I pulled out a children's adoption book the other day to read to Shiloh for the first time. She wasn't interested but I continued to lay there on the floor and read it to her anyway as she played with her toys. After I finished reading it I realized that, although it's the only adoption book I could find similiar to Shiloh's adoption, it just didn't seem right. It wasn't the message I want to give Shiloh. It was too much. Sure it was a great book. It is about a mother bear and son bear and the son is the mother's "wish come true", which is great, but I guess when I read an "adoption book" to Shiloh I want it to be HER story.
I'm having trouble putting into words what I'm feeling/want to say regarding the above topic...that paragraph is the best I could do....moving on....
I decided today that I am going to make Shiloh her own book about her adoption with her pictures. It's something I've thought of doing since she was born, thanks to a friend of my mom's who adopted. What has always stopped me was the words. First of all, I tend to use way too many words/give too much info when describing something or writing about something. Second, what do I write?! Of course, I want to keep it simple for when Shiloh is first able to understand adoption, but I want it to also be relevent as she gets older.

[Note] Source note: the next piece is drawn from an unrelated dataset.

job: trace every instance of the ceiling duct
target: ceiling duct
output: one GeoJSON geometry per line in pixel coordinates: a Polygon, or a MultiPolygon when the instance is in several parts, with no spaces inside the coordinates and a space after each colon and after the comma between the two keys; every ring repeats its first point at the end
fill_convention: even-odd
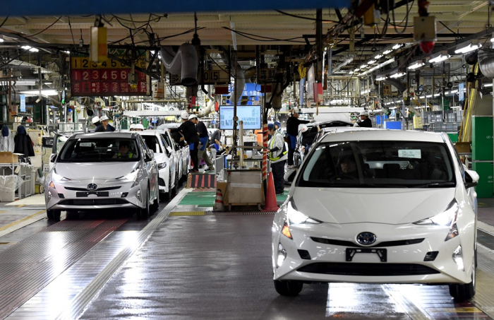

Well, today on a particular adoption website I frequent the answer was given to me! A picture book! A girl who was adopted wrote about a book her mother made for her with only pictures. Pictures of the hospital she was born in, the flight from the state she was born in to her home state, and pictures with her family. It also included little momentos such as locks of her, lost teethe, etc. It was something that was just all about her! The girl said, it had no words so it was like a different story each time her mom read it to her and as she got older she was able to "read" it herself. It sounds like it became a way for her to express herself at times regarding her adoption. Her mom left a few pages blank at the beginning for pictures of the girl's birth mom. When the girl was older (7, I believe) her mom gave her pictures of her birth mom and she put them in the book and decorated those pages herself as another way to express what she was feeling.
I have pictures Kim had given me during her pregnancy that I can use, but considering that we have an OA I think I'll put the pictures in her book myself. Shiloh can still decorate it if she chooses to do so, but I see no reason to hold back on those pictures since Kim is a part of her life.
Anyway. I just wanted to share. I am kind of excited about the idea!